Nel 24 Marzo 1944 avvenne l’eccidio delle fosse ardeatine. Come rappresaglia per l’attentato di Via Rasella, nel quale rimasero uccisi trentadue soldati del battaglione “Bozen”, il Comando tedesco decide per l’uccisione di dieci italiani per ogni militare tedesco morto.
Per trovare le vittime della strage si presero i prigionieri politici e comuni di Via Tasso e di Regina Coeli, 65 ebrei e alcuni segnalati. Alcuni prigionieri vennero consegnati ai tedeschi dalla banda guidata dal fascista Pietro Koch mentre altri vennero scelti al termine di un drammatico braccio di ferro tra Herbert Kappler, capo della Gestapo a Roma, e il questore Caruso.

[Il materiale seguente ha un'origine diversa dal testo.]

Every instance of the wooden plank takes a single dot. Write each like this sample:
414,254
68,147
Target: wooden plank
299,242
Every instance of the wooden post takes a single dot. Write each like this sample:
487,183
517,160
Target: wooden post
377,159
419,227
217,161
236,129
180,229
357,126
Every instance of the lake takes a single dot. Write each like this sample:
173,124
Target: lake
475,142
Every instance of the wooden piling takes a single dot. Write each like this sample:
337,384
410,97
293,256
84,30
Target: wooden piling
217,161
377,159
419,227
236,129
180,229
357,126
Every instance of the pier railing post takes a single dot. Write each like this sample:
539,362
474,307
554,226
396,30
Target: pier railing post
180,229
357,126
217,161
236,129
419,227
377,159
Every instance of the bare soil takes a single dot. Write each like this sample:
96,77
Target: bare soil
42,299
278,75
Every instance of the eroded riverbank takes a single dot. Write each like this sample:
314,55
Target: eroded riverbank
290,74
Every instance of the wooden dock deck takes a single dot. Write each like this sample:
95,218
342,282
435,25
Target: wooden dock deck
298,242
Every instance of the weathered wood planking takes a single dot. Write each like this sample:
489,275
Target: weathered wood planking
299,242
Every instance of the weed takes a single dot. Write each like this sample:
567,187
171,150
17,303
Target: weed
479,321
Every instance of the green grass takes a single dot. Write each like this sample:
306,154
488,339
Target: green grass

Alla fine vennero sommariamente e barbaramente giustiziate 335 persone e, compiuta la strage, i tedeschi fecero saltare l’ingresso al luogo del massacro nel tentativo di occultare il tutto.
Solo dopo la liberazione della capitale fu possibile procedere al recupero e all’identificazione delle salme, di cui nove però rimangono ad oggi non identificate; i più giovani tra i morti furono due ragazzi di quindici anni uno di origini ebraiche l’altro accusato di sabotaggio (per chi volesse approfondire ecco il sito del mausoleo delle Fosse Ardeatine).
Kappler venne condannato da un tribunale militare italiano all’ergastolo per la strage, ma nel 1977 evase con probabilmente la tacita complicità del governo italiano fortemente messo sotto pressione ad opera di quello tedesco.